Can Reasoning Help Large Language Models Capture Human Annotator Disagreement?
This work addresses the problem of modeling human annotation variation for NLP applications sensitive to subjectivity and ambiguity, highlighting risks in replacing human annotators with reasoning LLMs.
The study investigated whether reasoning methods like RLVR help large language models capture human annotator disagreements, finding that RLVR-style reasoning degrades performance while naive Chain-of-Thought reasoning improves it for RLHF LLMs, with evaluations across 60 setups and 3 tasks.

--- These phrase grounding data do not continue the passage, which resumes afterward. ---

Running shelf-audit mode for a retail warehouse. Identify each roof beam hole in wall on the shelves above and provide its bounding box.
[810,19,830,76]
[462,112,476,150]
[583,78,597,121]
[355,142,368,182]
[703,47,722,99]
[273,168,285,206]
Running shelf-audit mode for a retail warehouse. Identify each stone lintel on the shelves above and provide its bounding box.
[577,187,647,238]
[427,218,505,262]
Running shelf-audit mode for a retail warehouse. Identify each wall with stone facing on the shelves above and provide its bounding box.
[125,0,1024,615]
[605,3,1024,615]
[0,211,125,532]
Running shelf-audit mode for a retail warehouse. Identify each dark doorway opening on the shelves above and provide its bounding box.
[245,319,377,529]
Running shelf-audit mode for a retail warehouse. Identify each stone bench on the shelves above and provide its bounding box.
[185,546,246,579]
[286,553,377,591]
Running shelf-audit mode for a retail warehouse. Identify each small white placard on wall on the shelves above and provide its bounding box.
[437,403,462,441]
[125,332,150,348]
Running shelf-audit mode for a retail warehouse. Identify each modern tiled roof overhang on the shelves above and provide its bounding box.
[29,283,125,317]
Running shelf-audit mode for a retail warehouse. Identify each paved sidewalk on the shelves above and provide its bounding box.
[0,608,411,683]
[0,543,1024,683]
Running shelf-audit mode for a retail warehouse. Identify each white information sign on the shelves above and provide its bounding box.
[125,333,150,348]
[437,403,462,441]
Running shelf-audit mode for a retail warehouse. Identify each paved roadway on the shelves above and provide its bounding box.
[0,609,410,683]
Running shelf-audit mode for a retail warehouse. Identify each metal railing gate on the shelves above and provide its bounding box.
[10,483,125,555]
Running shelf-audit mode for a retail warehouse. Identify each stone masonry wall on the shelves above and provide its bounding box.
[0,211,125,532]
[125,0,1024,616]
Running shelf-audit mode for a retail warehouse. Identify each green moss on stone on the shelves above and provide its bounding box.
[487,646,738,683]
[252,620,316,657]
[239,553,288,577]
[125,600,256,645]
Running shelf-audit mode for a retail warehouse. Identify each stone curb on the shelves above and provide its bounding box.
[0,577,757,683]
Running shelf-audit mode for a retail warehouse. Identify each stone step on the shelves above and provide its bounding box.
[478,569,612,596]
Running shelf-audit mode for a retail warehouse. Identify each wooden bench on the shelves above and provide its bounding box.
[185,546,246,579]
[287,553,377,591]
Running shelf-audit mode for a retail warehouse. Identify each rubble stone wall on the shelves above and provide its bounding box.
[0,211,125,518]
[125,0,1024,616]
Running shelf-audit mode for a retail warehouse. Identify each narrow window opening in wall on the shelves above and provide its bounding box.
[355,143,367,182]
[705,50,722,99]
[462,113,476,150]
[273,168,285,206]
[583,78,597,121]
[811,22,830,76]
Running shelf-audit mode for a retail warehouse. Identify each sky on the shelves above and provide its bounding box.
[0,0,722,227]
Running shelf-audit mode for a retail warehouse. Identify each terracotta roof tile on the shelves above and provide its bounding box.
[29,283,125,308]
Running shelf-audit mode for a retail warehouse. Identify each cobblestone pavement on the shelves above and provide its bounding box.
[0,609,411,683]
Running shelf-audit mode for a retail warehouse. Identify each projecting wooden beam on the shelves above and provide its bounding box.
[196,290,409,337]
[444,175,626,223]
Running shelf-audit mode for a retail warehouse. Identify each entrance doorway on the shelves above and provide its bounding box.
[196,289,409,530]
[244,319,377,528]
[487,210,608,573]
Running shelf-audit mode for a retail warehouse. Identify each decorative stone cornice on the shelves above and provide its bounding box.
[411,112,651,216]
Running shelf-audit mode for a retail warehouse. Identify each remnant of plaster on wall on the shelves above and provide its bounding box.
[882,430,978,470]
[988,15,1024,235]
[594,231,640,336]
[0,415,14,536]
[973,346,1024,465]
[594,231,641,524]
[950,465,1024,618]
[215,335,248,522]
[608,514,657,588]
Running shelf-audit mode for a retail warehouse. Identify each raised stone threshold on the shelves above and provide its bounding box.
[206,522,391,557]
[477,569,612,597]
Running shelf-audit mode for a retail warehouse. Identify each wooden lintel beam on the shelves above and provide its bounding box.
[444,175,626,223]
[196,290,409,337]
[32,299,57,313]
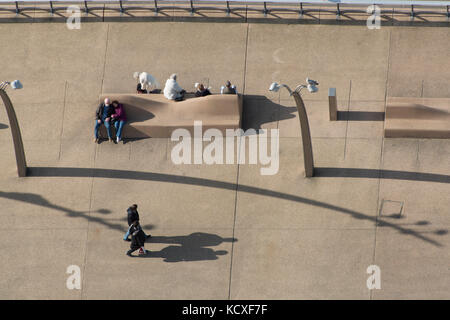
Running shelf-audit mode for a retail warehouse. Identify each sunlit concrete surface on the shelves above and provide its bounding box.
[0,15,450,299]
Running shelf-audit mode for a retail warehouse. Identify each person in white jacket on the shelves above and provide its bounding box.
[164,74,186,101]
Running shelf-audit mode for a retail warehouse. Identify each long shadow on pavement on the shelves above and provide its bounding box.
[130,232,237,262]
[28,167,450,246]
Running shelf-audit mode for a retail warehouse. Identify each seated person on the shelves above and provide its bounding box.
[164,74,186,101]
[94,98,114,143]
[136,83,148,93]
[220,80,237,94]
[111,100,127,143]
[133,72,159,93]
[195,83,211,97]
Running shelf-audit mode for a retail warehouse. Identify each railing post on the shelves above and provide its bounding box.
[119,0,123,15]
[189,0,195,16]
[328,88,337,121]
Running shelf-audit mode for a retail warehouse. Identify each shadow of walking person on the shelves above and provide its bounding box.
[141,246,228,262]
[140,232,237,262]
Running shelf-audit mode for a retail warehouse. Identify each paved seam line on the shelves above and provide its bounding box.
[228,23,249,300]
[58,80,67,160]
[81,170,95,300]
[343,79,352,160]
[370,30,392,300]
[228,161,241,300]
[100,23,109,94]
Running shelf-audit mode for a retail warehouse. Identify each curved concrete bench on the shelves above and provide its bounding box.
[99,94,243,138]
[384,97,450,139]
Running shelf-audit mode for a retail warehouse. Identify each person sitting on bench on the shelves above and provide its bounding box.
[195,83,211,97]
[164,74,186,101]
[220,80,237,94]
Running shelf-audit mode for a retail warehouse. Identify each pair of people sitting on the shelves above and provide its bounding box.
[94,98,127,143]
[134,72,237,101]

Variation in human annotation (i.e., disagreements) is common in NLP, often reflecting important information like task subjectivity and sample ambiguity. Modeling this variation is important for applications that are sensitive to such information. Although RLVR-style reasoning (Reinforcement Learning with Verifiable Rewards) has improved Large Language Model (LLM) performance on many tasks, it remains unclear whether such reasoning enables LLMs to capture informative variation in human annotation. In this work, we evaluate the influence of different reasoning settings on LLM disagreement modeling. We systematically evaluate each reasoning setting across model sizes, distribution expression methods, and steering methods, resulting in 60 experimental setups across 3 tasks. Surprisingly, our results show that RLVR-style reasoning degrades performance in disagreement modeling, while naive Chain-of-Thought (CoT) reasoning improves the performance of RLHF LLMs (RL from human feedback). These findings underscore the potential risk of replacing human annotators with reasoning LLMs, especially when disagreements are important.